In [None]:
# Creating a classifier for legendary & mythic pokemon

The objective of this notebook is to create a classifier that can adequately identify legendary and mythic pokemon from their statistics.

The key problem we'll have to deal with is that the classes are very unbalanced - as would be reasonable, legendary and mythic pokemon represent only a tiny fraction of the total amount of pokemon created.

In [None]:
import numpy as np # linear algebra
import pandas as pd # data processing, CSV file I/O (e.g. pd.read_csv)
import matplotlib.pyplot as plt
data = pd.read_csv('/kaggle/input/complete-pokemon-data-set/pokemon.csv', sep=',')

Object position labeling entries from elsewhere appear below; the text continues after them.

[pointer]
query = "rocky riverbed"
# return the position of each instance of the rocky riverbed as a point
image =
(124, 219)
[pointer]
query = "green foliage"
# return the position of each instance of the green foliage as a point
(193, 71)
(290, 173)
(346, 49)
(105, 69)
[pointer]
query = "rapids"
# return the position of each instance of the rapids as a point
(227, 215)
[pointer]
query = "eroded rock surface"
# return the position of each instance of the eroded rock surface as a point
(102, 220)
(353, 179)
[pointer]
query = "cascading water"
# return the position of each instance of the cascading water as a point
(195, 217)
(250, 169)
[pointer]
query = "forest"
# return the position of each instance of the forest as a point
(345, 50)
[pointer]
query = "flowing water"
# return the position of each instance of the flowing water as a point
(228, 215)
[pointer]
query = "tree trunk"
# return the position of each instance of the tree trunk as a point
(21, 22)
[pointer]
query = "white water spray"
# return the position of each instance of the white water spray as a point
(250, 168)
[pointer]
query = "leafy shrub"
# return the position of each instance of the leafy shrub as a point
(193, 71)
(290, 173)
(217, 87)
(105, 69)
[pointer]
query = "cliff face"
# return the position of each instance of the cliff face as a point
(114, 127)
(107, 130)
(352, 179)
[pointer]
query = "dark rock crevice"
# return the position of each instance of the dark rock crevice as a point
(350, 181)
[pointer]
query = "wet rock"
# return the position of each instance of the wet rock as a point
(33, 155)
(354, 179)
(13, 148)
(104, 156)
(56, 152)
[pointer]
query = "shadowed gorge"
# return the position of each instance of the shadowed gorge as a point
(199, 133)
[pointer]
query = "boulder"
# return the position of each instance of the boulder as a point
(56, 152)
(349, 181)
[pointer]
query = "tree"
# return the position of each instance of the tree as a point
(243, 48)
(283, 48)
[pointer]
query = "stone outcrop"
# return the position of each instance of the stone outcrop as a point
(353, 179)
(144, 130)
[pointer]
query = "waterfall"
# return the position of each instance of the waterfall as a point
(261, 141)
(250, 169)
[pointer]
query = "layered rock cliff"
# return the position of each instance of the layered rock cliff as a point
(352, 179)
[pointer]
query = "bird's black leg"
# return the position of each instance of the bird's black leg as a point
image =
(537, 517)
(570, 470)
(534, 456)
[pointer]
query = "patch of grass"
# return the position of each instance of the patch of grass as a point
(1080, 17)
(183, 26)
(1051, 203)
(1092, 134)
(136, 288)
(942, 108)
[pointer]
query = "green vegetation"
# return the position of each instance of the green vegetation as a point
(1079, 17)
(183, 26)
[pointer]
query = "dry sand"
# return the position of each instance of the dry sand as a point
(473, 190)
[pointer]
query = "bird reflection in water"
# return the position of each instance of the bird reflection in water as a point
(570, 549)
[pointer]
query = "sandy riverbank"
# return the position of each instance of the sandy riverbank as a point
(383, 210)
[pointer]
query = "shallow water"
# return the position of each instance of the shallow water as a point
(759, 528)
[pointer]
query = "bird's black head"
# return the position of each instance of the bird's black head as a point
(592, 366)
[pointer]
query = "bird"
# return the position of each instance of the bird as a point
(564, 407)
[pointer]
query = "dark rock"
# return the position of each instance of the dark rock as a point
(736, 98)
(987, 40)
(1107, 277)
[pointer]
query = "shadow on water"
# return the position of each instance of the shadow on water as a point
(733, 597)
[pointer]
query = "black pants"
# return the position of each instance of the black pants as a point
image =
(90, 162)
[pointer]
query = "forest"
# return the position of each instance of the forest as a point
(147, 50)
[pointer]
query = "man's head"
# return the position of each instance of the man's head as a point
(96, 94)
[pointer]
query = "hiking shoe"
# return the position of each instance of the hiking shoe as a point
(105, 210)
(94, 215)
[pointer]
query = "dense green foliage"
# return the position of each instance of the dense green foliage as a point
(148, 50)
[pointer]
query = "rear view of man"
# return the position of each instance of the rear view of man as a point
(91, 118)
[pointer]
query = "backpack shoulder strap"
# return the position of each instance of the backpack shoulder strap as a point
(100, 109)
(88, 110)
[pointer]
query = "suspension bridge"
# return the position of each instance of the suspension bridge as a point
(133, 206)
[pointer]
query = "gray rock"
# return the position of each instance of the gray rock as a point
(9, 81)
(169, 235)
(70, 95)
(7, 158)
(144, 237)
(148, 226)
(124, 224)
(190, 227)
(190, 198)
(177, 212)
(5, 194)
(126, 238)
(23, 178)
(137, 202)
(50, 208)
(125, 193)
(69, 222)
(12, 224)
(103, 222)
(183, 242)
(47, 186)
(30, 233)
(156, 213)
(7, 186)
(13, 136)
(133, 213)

We'll create an objective class that maps to 1 for either legendary or mythic pokemon and -1 for everyone else.

In [None]:
data['obj_class'] = [1 if i else -1 for i in data['legendary']]
data['obj_class'] = data['obj_class'] + [1 if i else -1 for i in data['mythical']]
data['obj_class'] = [1 if i==0 else -1 for i in data['obj_class']]
data['obj_class'].value_counts()

We can see the objective class states that the classes are imbalanced about 10:1.

In [None]:
data[['legendary', 'mythical', 'can_evolve','baby_pokemon']].value_counts()

In an effort to balance the classes, we can use the fact that legendary and mythic pokemon don't count as baby pokemon and only a handful of legendary poemon can evolve. We can use these binary flags to reduce the analysis space.

In [None]:
filtered_data = data.loc[(data['can_evolve'] == False) & (data['baby_pokemon']==False)].copy()
filtered_data['obj_class'].value_counts()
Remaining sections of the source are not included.